Наибольших усилий требует как раз усвоение традиций, т. е. того, что нужно знать прежде, чем видеть. Все было бы гораздо проще, если было бы достаточно взглянуть на произведение искусства, которое бы раскрылось при этом первом взгляде. В письме Карлу Августу Гёте обреченно вздыхает: если бы только об искусстве не нужно было говорить! «…чем дольше мы смотрим на экспонат, тем сложнее решиться сказать о нем нечто общее. Хочется или выразить сам предмет посредством всех его частей, или вовсе промолчать»[945]. Часами бродит он по Риму, рассматривая картины, фрески и здания. По его собственному признанию, он чувствует себя Орестом, которого гонят вперед не богини мести, а «музы и грации»[946]. При этом настоящих открытий он не совершает. Он довольно четко знает, чего хочет и что нужно увидеть в Риме. Его поражают произведения, известные в те годы любому образованному путешественнику: фасад Пантеона, Аполлон Бельведерский, фрески Микеланджело в Сикстинской капелле и огромная мраморная голова Юноны Людовизи – Гёте заказал для себя ее гипсовый слепок, который поставил у себя в комнате в римской квартире: «Она была моей первой любовью в Риме и теперь принадлежит мне»[947].
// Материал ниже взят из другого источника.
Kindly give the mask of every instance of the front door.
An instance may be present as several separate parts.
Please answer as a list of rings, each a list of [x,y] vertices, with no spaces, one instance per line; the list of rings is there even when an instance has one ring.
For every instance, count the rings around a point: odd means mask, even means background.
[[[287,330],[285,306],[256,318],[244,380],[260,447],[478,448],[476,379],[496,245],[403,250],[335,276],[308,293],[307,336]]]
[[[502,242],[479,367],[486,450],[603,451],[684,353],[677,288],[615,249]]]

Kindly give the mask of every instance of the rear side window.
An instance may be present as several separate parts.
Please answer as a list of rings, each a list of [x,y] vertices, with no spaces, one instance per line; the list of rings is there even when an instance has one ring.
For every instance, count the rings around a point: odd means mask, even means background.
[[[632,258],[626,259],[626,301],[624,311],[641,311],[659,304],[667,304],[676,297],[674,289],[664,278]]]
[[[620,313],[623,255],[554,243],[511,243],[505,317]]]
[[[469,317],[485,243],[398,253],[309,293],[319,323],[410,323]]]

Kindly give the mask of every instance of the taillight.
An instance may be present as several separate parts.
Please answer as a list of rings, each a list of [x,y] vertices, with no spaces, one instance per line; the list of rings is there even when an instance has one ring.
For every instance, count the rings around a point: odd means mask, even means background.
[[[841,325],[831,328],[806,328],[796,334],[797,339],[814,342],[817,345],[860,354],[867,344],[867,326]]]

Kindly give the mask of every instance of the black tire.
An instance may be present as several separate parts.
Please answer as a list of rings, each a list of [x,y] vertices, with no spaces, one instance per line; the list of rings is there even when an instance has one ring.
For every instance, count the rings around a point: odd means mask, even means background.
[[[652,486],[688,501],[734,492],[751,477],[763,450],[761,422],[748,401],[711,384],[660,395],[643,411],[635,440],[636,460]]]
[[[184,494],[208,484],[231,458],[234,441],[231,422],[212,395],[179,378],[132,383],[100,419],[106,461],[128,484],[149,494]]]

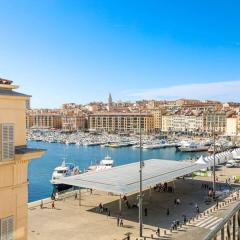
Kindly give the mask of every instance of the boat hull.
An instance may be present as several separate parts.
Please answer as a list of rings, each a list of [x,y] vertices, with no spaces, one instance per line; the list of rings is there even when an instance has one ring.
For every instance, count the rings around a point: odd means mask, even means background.
[[[208,148],[207,147],[199,147],[199,148],[179,147],[178,150],[181,152],[203,152],[203,151],[207,151]]]

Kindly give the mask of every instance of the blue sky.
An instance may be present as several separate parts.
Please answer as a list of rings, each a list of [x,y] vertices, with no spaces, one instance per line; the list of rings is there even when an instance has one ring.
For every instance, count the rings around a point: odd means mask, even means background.
[[[0,77],[32,107],[240,101],[239,1],[0,0]]]

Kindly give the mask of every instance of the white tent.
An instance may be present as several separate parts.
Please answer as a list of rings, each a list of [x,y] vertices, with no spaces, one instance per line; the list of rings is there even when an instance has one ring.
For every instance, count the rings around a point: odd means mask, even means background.
[[[206,160],[203,158],[202,155],[201,155],[201,157],[200,157],[195,163],[207,165],[207,162],[206,162]]]
[[[207,163],[207,161],[205,160],[205,158],[204,158],[202,155],[201,155],[201,157],[200,157],[195,163],[205,165],[204,168],[200,169],[201,171],[206,171],[206,170],[207,170],[208,163]]]

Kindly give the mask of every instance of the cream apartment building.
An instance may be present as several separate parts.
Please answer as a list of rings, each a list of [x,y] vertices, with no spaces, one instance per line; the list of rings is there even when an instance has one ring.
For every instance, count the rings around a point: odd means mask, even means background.
[[[62,115],[30,110],[26,116],[27,128],[62,128]]]
[[[26,103],[12,81],[0,79],[0,239],[26,240],[28,163],[44,151],[26,146]]]
[[[204,117],[194,114],[167,113],[162,116],[162,131],[197,132],[204,129]]]
[[[87,127],[86,117],[83,115],[62,116],[62,130],[65,132],[77,131]]]
[[[163,108],[157,108],[151,111],[153,115],[153,127],[156,132],[162,130],[162,116],[166,112]]]
[[[204,129],[208,133],[213,130],[218,134],[225,134],[227,114],[225,111],[207,112],[204,115]]]
[[[240,137],[240,113],[227,117],[225,134],[227,136]]]
[[[149,113],[103,112],[89,115],[89,128],[101,132],[134,133],[139,128],[145,133],[154,130],[153,116]]]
В первые недели в Риме часы, свободные от прогулок по городу или встреч с новыми друзьями-художниками, Гёте проводит за работой над «Ифигенией». Он во что бы то ни стало хочет закончить эту пьесу. Она тяготит его, он должен освободиться от этого «сладкого бремени»[948], чтобы полностью посвятить себя Вечному городу. К началу нового года он завершает работу над пьесой.
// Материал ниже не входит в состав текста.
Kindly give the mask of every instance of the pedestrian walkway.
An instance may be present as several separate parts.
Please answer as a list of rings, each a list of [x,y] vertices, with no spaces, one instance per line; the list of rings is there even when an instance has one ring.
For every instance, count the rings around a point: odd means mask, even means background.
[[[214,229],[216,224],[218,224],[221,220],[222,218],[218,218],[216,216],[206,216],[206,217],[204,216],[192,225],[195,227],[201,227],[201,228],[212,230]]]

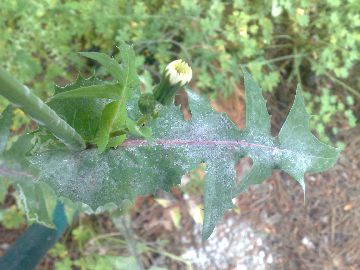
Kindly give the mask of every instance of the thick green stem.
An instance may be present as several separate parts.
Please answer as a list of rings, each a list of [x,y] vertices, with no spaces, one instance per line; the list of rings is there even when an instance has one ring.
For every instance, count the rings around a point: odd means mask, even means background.
[[[170,105],[174,101],[175,93],[179,88],[180,84],[172,85],[167,75],[164,74],[160,83],[153,90],[154,97],[162,105]]]
[[[31,93],[29,88],[19,83],[0,67],[0,94],[19,106],[40,125],[47,127],[59,140],[71,149],[84,149],[81,136],[60,118],[41,99]]]

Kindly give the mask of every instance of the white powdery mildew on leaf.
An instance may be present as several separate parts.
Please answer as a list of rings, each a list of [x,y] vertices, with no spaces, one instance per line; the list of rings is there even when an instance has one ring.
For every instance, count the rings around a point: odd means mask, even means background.
[[[46,179],[46,182],[56,186],[58,194],[75,201],[96,201],[94,194],[109,182],[109,163],[88,151],[76,154],[49,151],[32,158],[31,162],[40,169],[40,179]]]
[[[39,179],[50,183],[58,195],[94,209],[108,203],[121,205],[160,188],[168,191],[180,183],[182,175],[205,162],[206,239],[224,212],[232,208],[232,198],[261,183],[274,168],[288,172],[304,188],[305,172],[325,170],[337,159],[338,152],[319,144],[306,126],[300,92],[282,131],[273,138],[261,89],[248,80],[252,78],[246,75],[249,106],[243,132],[225,114],[214,112],[207,100],[188,92],[192,118],[184,121],[178,107],[165,107],[150,125],[151,142],[128,139],[118,149],[103,154],[96,149],[47,151],[31,157],[31,162],[40,170]],[[134,114],[134,104],[127,107],[129,114]],[[295,132],[294,126],[300,130]],[[253,167],[237,186],[235,165],[244,156],[252,158]]]

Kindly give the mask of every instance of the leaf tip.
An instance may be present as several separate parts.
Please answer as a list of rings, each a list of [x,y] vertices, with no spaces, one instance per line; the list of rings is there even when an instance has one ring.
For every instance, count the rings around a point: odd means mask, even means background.
[[[244,80],[248,80],[248,79],[251,79],[251,75],[250,73],[247,71],[246,67],[244,65],[240,65],[240,69],[241,69],[241,72],[243,73],[243,76],[244,76]]]
[[[80,54],[81,56],[84,56],[84,57],[86,57],[87,53],[88,52],[77,52],[77,54]]]
[[[106,150],[106,146],[109,142],[109,137],[102,134],[102,137],[99,137],[96,141],[96,145],[97,145],[97,150],[99,152],[99,154],[102,154],[105,150]]]
[[[204,223],[202,234],[201,234],[201,240],[203,243],[209,239],[209,237],[211,236],[213,231],[214,231],[214,227],[206,226]]]
[[[305,106],[303,90],[302,90],[302,87],[301,87],[300,83],[296,86],[295,100],[296,99],[298,99],[301,102],[301,104]]]

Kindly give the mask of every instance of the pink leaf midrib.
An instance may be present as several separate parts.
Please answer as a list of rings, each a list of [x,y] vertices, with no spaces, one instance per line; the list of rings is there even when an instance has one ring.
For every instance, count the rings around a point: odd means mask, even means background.
[[[257,148],[265,148],[268,150],[281,150],[277,147],[247,142],[245,140],[239,141],[229,141],[229,140],[181,140],[181,139],[173,139],[173,140],[156,140],[152,143],[149,143],[147,140],[126,140],[121,146],[122,147],[138,147],[138,146],[147,146],[147,145],[162,145],[162,146],[224,146],[224,147],[257,147]]]

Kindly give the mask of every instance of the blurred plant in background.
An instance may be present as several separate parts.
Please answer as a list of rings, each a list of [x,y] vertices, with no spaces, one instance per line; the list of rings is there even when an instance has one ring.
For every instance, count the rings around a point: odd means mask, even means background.
[[[356,123],[348,96],[360,95],[359,79],[352,76],[359,27],[356,0],[5,0],[0,60],[44,97],[54,79],[69,79],[71,67],[84,66],[72,52],[112,53],[114,40],[131,42],[142,53],[145,78],[182,58],[195,71],[196,87],[212,94],[234,91],[242,64],[267,91],[286,93],[289,87],[277,88],[281,77],[302,82],[309,107],[319,114],[313,128],[326,139],[336,135],[338,126],[330,123],[335,116],[347,120],[345,128]],[[340,110],[329,106],[328,95]]]

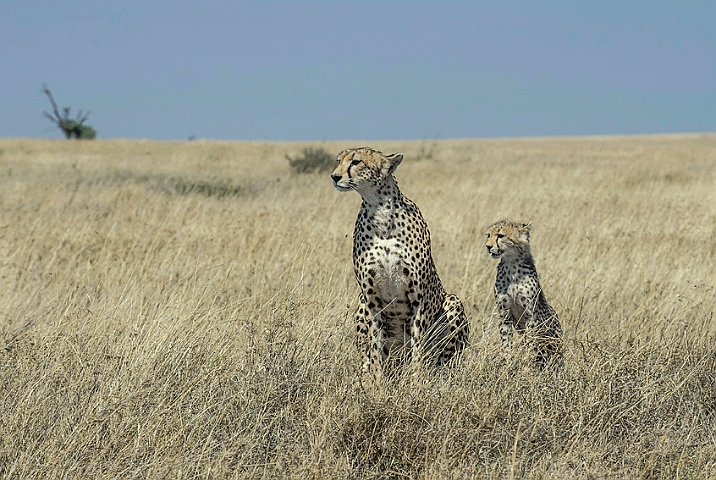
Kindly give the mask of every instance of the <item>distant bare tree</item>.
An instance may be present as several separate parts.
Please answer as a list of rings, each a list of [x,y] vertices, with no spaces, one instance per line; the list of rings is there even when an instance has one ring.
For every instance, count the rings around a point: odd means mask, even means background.
[[[54,115],[51,115],[47,112],[42,113],[44,113],[45,116],[52,121],[52,123],[57,125],[59,129],[62,130],[62,133],[65,134],[65,138],[67,138],[68,140],[73,137],[92,140],[97,136],[97,132],[94,128],[84,124],[90,112],[87,112],[82,115],[82,110],[80,110],[79,112],[77,112],[77,116],[74,119],[71,119],[70,107],[63,108],[62,113],[60,113],[60,109],[57,108],[55,99],[52,98],[52,92],[50,92],[50,89],[47,88],[47,85],[45,84],[42,85],[42,93],[47,95],[47,98],[50,99]]]

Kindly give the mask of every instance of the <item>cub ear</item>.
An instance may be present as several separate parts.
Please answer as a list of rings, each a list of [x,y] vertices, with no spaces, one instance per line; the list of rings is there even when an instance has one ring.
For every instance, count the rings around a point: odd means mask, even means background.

В эти дни, воспевая чистоту и непорочность Ифигении, Гёте, по свидетельству итальянского историка Цаппери, заводит роман с дочерью одного римского трактирщика немецкого происхождения. Сохранилась записка, в которой девушка просит своего «драгоценного друга» немедленно достать для нее еще один веер. Так он сможет доказать ей, «что есть и другие, возможно, более красивые веера»[949], чем тот, что она получила в подарок накануне. За этим, безусловно, стоит любовная история, хотя других свидетельств не сохранилось, кроме, пожалуй, рисунка Тишбейна, на котором изображен Гёте, поспешно убирающий вторую подушку со своей кровати; всю правую половину рисунка занимает изображение огромной головы Юноны, строго взирающей на происходящее. Надпись под рисунком гласит: «Проклятая вторая подушка». Не исключено, что Тишбейн намекает на несостоявшееся свидание. Герцогу Гёте пишет: «Цителле (незамужние девушки) здесь целомудреннее, чем где бы то ни было <…>, поскольку сначала нужно на них жениться или выдать их замуж, а когда у них есть муж, тот тут уж не остается никакой надежды»[950]. История с Констанцей, вероятно, тоже не получила развития: вначале она благоволила Филиппу Мёллеру, но когда стало ясно, что тот не имеет намерения жениться, перестала с ним встречаться сама или по настоянию родителей. Как бы то ни было, но летом 1787 года миловидная Констанца (сохранился ее портрет) уже была замужем за другим.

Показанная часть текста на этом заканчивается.